Freshman year of high school.
The smell of cut grass and sweat hung in the late-afternoon air as I walked toward the track field for my first practice. My shoes squeaked on the asphalt, my heart pounding with that awkward mix of nerves and excitement only a freshman knows.
A cluster of upperclassmen stood near the shot-put ring, joking loudly. One of them — a thick-shouldered senior with an entourage of admirers orbiting him — looked me up and down and smirked.
“What event are you gonna compete in… javelin catcher?”
Laughter broke around him like a wave.
I felt heat climb up my neck. My fists clenched before I even knew it. Every cell in me wanted to fire back — but I didn’t. He outweighed me by eighty pounds and wore the confidence of someone used to dominating a room. So, I swallowed the sting and turned away.

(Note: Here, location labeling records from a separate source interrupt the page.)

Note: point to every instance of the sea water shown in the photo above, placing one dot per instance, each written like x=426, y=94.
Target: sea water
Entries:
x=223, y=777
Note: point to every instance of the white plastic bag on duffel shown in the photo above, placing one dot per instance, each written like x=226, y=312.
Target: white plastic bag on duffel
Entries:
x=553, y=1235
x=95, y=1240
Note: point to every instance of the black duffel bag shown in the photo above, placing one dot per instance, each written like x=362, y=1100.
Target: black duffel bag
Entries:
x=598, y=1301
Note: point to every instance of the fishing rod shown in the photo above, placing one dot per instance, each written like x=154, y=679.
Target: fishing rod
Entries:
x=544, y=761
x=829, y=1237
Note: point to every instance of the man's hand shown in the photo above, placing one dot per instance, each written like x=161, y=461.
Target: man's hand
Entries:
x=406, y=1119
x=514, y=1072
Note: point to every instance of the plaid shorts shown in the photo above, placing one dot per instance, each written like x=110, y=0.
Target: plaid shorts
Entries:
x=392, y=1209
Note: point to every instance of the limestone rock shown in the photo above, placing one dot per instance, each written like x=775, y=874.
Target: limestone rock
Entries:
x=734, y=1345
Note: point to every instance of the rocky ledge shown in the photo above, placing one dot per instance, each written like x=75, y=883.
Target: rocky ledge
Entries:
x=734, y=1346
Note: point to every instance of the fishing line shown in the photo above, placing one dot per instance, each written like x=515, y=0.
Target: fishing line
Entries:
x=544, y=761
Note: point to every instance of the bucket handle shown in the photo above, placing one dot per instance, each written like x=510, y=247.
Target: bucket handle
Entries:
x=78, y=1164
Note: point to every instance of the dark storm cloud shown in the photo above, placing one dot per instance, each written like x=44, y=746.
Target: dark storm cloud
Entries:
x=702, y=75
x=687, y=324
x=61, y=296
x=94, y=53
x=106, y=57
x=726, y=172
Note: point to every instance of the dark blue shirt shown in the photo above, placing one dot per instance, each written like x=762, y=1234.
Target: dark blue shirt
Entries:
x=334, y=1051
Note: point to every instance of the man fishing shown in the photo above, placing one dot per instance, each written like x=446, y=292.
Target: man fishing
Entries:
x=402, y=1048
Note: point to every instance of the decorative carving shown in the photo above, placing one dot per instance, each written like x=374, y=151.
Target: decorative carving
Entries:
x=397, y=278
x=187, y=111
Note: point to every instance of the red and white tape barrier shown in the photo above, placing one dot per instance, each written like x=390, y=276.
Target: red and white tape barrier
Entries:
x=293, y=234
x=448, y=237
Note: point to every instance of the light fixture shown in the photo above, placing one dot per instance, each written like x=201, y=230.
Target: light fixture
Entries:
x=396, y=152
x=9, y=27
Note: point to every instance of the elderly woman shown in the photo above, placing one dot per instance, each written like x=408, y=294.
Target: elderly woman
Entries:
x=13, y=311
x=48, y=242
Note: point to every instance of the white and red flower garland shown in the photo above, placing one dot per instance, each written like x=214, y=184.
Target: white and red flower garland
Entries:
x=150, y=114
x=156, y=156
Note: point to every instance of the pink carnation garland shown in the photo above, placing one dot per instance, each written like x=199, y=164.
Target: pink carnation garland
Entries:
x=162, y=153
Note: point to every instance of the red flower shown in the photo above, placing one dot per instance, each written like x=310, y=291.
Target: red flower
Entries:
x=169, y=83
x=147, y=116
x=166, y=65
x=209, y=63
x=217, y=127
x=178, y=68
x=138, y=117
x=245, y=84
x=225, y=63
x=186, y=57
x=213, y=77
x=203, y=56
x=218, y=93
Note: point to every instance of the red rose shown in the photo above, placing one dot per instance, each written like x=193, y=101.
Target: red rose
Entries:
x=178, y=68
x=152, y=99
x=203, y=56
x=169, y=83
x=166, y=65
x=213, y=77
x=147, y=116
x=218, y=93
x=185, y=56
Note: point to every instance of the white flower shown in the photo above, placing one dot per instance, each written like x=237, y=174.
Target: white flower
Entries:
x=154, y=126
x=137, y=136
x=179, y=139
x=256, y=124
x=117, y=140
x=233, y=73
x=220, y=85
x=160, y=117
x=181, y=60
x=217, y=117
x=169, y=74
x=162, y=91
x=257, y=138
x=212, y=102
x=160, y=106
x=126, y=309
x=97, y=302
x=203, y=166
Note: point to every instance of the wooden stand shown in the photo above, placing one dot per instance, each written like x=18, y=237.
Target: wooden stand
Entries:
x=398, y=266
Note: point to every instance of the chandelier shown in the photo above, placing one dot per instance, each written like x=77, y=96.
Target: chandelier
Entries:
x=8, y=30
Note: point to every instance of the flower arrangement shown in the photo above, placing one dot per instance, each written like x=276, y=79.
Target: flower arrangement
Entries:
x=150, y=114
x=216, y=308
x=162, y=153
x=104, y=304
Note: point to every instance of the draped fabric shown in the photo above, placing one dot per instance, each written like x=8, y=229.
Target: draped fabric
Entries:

I’ll show you, I thought. But it won’t be today.
That senior threw the shot put and discus — and he was good. But every time I picked up a weight or practiced a spin, his words echoed in my head. The insult became flint. Every repetition, every aching muscle was a spark. He stood twenty feet shy of the school record in the discus and three in the shot put. My mission was clear: break both before graduation.
The Turning Point
A year later, everything shifted. We had a new coach — the kind who believed in sweat, sunlight, and motivation. He built two giant signs make from plywood boards and painted them with gridlines: one for district leaders, one for state leaders and records.
He stood before the blank boards, whistle hanging from his neck.
“By the end of this season,” he said, “these will be full of names. The question is — whose? I wonder how many of you will see your names posted here.” That’s all he said. He did not need to say more.
The boards hung high above the locker-room door that opened to the track, perfectly framed by afternoon light. Each day as I stepped outside, the empty spaces on the board seemed to whisper my name — if you earn it.
The Work
Practice became ritual. Coach would place a stake in the grass where my best throw landed.
“Meet it or beat it,” he’d say.
I learned to visualize — to see the motion before it happened: the coil, the torque, the release, the solid thud of metal meeting earth. Sweat stung my eyes; chalk dust clung to my palms. Every throw was a quiet battle between who I was and who I wanted to become.
Three weeks later, at our first meet, I broke the school shot-put record by two feet. By season’s end, I’d shattered the discus record by thirteen.
The Lesson
Sometimes the words that wound you most become the ones that make you unstoppable.
That senior’s insult? It became a gift. His mockery lit a fire that no applause could match. What began as anger turned into discipline — not to prove him wrong, but to prove myself right.
So, here’s what I learned:
· Develop your why with single-minded purpose.
· Set a goal that keeps you anchored when distractions pull.
· Avoid resentment — it drains the very energy you need to grow.
· Visualize success until it feels inevitable.
· Stay determined, even when no one’s watching.
Watch what happens — not just to your performance, but to your character arc.
Because every insult can become an invitation…to rise higher than anyone expected — including yourself.
Epilogue
Years later, I found myself studying psychology — drawn to the mystery of what fuels motivation. That journey led me to earn a Diplomate in Sports Psychology, helping athletes tap into the same transformation that once began with a single insult on a high-school track.